This issue marks one of Cary Bates best outings yet on The Flash. It’s chockablock with all of the elements that go into making up a memorable Flash tale and then some. It’s tight, clever and ultimately very satisfying. Where to begin? Let’s start with the symbolic splash page where we see all of the elements of the story on full display. First there’s the large drawing of Paul Gambi, tailor to the troublemakers. I’ve always loved the conceit of having a tailor who makes all of the costumes for the Flash’s Rogues gallery, along with the fact that his name was a nod to a loyal Flash fan Paul Gambaccini. Next up on the splash are the Top, Pied Piper and the Trickster all chasing after the Flash who is running away from them with some of their stolen loot. And in a circle insert we see Kid Flash the guest star of the book length story. All nicely pulled off art-wise by Irv Novick and Frank McLaughlin. I mean, seriously, right?

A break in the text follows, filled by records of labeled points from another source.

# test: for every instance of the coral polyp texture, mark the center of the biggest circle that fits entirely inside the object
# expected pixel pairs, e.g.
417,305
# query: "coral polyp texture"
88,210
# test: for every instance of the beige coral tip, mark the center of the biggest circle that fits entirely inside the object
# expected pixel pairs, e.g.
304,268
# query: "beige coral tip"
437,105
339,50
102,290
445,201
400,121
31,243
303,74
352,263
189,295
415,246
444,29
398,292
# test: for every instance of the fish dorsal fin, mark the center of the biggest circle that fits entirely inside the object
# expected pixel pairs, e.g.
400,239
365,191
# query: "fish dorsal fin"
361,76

All of this roles out with the Flash foiling an armored car robbery by the Pied Piper. Problem is, all of the money suddenly disappears. The Flash then breaks up another heist where the money doesn’t disappear. The Flash is seen turning the purloined loot over to the police on a tv in Paul Gambi’s apartment. Gambi is musing with pride that the Flash is wearing a uniform that he made for the Flash while in prison and presented to him upon his release. His cellmate Sam Scudder aka the Mirror Master suspects an ulterior motive on Gambi’s part. Then the Flash stops a robbery by the Trickster where once again the stolen good disappear at the end. The Flash’s preoccupation with this problem leads to a blow-up with his wife Iris as he distractedly tanks a date night she had planned. Wally West aka Kid Flash drops by mid tantrum and he decides to follow the Flash as he heads off to stop yet another robbery by the Top where once again the stolen items, jewels this time, disappear. Kid Flash being Kid Flash notices that the jewels disappear because his uncle Barry takes them away at super speed to hid them in a tree stump along all of the items from the previous robberies. And then who should show up but the Mirror Master to reclaim all of the stolen goodies.

It turns out that that Gambi’s uniform gift to the Flash was legit, but that the Mirror Master had tampered with the trademark in the uniform installing a device that would all0w him to control the Flash’s mind whenever it came near the trademark in the uniform of one of the other Rogues. Which is why the money didn’t disappear when the Flash dealt with the average non Rogue crooks. Like I said, clever. Gambi’s going straight turns out to be sincere even as his handiwork is used to commit crimes.

The Stacey Conwell B story about the missing diary pages is teased but left for the next issue for us to learn the (in a full-on channelling of Stan the Man) spellbinding, mind-shattering, conclusion.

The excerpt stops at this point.